As Purple Haze enters the UK single chart, Jimi Hendrix sells a blue-white Stratocaster guitar at Selmer’s Music Store, Charing Cross Road, London, UK. Paul Kossoff, later to form Free, is working as a sales assistant in the shop. In the evening, The Jimi Hendrix Experience (billed as Jimmi Hendrix Experience) plays at The Guildhall, Southampton, earning a fee of £175.

Full article:

Paul Kossoff : He had an odd look about him and smelled strange. He started playing some chord stuff like in Little Wing, and the salesman looked at him and couldn’t believe it. Just seeing him really freaked me out. I just loved him to death. He was my hero.
(Source : Guitar Player, 1976, interview by Steven Rosen)

Oliver Keen (musician) : I got a telephone call from Harry Moore, then manager of Selmer's music shop, Charing Cross Road, London, UK. On arriving in the shop, Harry told me they had just got a second-hand Fender Stratocaster in the shop… 'Well,' he says, 'we even have the fellow who's trading it in as well.' Down to the back of the shop where the guitar section was we go. Harry introduces me to Chas Chandler … Chas in turn introduces me to Jimi. 'Play him a few bars,' says Harry. Jimi, dressed in a long black leather overcoat, strolls over to the amplifier, picks up this blue-white guitar and gives us all a blast of some blues… Here was Jimi Hendrix, helping to sell his own guitar, and he did. I signed the hire purchase form. Total cost eighty-nine pounds sterling.
(Source : http://www.jimihendrix-lifelines.net/photos-11/photos-42/styled-167/index.html)

Dave Gregory (guitarist, XTC) : I was fourteen years old, living in Purton, Wiltshire, I’d been playing guitar for about three months, when I first heard Hendrix.

At that time, our heroes were Eric Clapton and Jeff Beck. As far as we were concerned, these two Surrey boys were the best blues guitarists on the planet. I remember people telling me to go back and listen to Elmore James and Son House and Muddy Waters but they were clumsy old buggers and I wanted to listen to young men.

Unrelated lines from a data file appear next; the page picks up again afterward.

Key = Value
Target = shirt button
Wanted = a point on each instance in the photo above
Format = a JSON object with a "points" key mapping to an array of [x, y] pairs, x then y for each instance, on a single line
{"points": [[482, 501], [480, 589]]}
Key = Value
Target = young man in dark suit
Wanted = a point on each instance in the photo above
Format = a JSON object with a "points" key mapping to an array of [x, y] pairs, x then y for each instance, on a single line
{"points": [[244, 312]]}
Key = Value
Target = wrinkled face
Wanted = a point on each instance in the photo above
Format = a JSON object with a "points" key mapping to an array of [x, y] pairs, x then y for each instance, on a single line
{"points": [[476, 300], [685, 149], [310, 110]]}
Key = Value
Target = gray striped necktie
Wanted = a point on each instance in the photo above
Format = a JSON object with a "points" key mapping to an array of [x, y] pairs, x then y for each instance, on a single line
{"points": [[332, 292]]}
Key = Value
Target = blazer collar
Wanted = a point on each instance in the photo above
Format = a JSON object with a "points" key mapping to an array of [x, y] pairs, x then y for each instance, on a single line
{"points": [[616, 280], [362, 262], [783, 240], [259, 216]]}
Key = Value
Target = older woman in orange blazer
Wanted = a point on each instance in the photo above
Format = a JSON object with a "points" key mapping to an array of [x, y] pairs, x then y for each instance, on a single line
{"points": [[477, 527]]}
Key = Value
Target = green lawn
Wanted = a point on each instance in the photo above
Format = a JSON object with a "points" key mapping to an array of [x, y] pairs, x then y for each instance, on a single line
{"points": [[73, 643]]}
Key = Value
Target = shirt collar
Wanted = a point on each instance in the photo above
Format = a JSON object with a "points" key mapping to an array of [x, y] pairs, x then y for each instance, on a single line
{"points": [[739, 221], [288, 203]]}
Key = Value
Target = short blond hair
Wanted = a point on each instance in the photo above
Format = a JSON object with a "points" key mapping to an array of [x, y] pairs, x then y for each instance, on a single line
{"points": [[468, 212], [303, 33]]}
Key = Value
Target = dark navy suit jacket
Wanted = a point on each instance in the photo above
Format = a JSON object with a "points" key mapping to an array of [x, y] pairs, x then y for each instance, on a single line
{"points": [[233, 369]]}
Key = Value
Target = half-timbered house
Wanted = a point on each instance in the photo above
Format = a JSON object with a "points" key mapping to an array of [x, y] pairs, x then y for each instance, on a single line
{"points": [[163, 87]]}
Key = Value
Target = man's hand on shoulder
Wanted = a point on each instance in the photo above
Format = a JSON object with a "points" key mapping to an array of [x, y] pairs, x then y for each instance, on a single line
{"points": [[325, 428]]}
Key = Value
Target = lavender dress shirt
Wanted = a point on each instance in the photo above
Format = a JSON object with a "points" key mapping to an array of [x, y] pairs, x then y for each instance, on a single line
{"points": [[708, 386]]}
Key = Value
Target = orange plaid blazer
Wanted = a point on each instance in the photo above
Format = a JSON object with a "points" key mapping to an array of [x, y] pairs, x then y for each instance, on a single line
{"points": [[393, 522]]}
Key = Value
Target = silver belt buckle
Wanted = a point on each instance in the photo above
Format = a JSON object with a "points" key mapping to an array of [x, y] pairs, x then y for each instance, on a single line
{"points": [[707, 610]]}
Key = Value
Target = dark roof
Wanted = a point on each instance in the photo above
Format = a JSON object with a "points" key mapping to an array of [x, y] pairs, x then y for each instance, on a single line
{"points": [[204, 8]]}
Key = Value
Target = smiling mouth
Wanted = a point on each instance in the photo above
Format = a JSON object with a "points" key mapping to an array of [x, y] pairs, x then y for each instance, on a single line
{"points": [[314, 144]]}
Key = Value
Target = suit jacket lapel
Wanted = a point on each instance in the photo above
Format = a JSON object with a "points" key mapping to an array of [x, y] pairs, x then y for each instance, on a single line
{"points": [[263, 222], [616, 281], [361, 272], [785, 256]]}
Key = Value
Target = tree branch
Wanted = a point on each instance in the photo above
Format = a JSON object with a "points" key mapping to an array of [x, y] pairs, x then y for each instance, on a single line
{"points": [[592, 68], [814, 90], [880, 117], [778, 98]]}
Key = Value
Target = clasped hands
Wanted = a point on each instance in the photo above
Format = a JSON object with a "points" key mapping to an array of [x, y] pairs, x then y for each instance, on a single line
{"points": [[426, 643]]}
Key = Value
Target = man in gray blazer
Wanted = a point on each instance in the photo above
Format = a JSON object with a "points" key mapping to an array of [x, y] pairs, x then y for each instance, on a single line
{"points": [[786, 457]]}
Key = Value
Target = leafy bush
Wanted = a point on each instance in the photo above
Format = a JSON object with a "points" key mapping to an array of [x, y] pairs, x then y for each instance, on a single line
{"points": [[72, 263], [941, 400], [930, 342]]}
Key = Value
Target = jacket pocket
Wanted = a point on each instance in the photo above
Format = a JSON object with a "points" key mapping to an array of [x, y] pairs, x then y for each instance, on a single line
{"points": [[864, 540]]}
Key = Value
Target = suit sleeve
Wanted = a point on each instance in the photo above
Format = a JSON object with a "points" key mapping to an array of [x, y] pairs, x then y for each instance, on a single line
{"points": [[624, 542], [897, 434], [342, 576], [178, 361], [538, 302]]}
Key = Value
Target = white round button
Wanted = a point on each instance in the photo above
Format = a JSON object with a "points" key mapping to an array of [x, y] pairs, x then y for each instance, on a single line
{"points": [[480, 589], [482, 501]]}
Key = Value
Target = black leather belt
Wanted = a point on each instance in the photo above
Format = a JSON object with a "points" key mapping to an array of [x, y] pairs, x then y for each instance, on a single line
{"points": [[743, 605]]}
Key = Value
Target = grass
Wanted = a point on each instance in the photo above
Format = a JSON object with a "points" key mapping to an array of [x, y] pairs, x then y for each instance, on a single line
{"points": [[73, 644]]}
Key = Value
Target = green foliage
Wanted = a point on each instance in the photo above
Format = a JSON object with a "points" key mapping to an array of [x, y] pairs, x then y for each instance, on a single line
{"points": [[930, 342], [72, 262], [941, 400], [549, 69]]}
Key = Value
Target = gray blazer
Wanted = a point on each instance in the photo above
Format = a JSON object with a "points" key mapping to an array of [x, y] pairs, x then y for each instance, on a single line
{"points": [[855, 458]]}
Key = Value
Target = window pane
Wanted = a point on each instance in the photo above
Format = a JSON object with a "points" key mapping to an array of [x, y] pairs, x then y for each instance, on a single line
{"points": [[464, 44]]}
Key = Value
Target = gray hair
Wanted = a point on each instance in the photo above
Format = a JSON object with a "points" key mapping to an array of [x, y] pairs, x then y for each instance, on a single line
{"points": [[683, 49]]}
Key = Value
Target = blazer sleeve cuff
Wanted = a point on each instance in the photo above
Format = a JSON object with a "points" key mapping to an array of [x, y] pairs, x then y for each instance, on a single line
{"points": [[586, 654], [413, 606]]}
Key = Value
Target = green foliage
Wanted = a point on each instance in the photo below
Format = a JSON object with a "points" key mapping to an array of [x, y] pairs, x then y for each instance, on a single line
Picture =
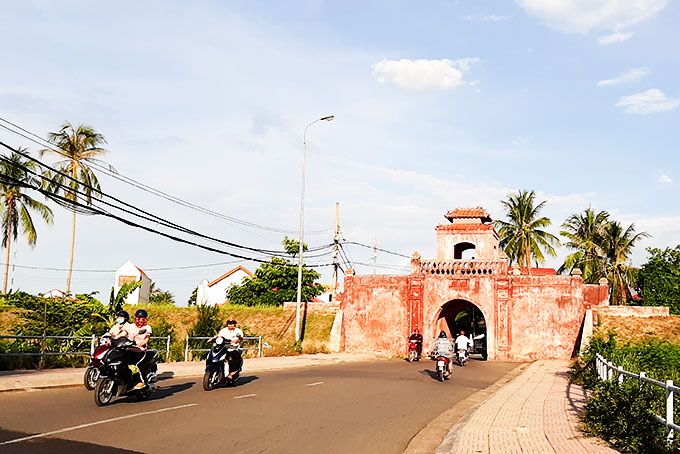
{"points": [[658, 281]]}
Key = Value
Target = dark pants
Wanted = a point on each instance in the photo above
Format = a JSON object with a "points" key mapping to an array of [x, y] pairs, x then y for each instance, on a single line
{"points": [[235, 361]]}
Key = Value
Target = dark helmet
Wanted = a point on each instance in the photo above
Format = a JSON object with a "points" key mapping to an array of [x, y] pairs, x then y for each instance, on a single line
{"points": [[142, 313], [123, 314]]}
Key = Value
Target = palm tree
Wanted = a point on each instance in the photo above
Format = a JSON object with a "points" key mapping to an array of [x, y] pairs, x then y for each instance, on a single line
{"points": [[584, 234], [15, 177], [521, 236], [76, 148], [617, 245]]}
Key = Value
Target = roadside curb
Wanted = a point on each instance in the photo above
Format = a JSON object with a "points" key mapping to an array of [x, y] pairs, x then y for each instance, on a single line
{"points": [[438, 436]]}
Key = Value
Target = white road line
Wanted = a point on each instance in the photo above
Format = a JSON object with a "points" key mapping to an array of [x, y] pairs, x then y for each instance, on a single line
{"points": [[244, 396], [83, 426]]}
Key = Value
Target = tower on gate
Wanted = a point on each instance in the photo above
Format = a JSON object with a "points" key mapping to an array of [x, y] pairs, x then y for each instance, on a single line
{"points": [[470, 286]]}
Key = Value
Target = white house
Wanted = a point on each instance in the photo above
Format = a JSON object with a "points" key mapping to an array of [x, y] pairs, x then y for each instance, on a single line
{"points": [[129, 272], [215, 292]]}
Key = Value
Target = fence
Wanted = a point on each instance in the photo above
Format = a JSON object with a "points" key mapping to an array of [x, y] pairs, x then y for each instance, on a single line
{"points": [[188, 349], [606, 371], [61, 345]]}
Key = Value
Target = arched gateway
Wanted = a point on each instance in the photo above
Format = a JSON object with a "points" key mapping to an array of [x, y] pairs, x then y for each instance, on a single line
{"points": [[525, 316]]}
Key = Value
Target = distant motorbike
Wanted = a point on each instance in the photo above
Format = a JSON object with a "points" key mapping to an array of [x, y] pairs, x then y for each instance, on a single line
{"points": [[118, 372], [216, 365], [413, 351], [92, 370]]}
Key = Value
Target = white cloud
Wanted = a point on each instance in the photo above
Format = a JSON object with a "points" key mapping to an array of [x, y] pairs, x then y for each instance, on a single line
{"points": [[586, 15], [617, 37], [421, 75], [648, 102], [632, 75]]}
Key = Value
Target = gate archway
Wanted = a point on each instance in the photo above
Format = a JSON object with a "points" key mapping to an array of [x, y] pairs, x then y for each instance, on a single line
{"points": [[462, 315]]}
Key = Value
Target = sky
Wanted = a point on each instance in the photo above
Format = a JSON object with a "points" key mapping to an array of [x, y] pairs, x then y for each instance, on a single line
{"points": [[437, 105]]}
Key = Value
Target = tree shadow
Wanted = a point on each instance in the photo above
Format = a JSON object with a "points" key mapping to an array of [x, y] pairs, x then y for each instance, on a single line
{"points": [[49, 445]]}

We didn’t have a tv until March 1967, and the first Top Of The Pops that I tuned into on our spanking new Bush black and white telly had The Jimi Hendrix Experience doing Purple Haze. It was like, "Oh my God, I thought I was getting on with this guitar thing." And here was this outlandishly-garbed man with his guitar upside down making these astounding noises which I thought was the most amazing thing ever.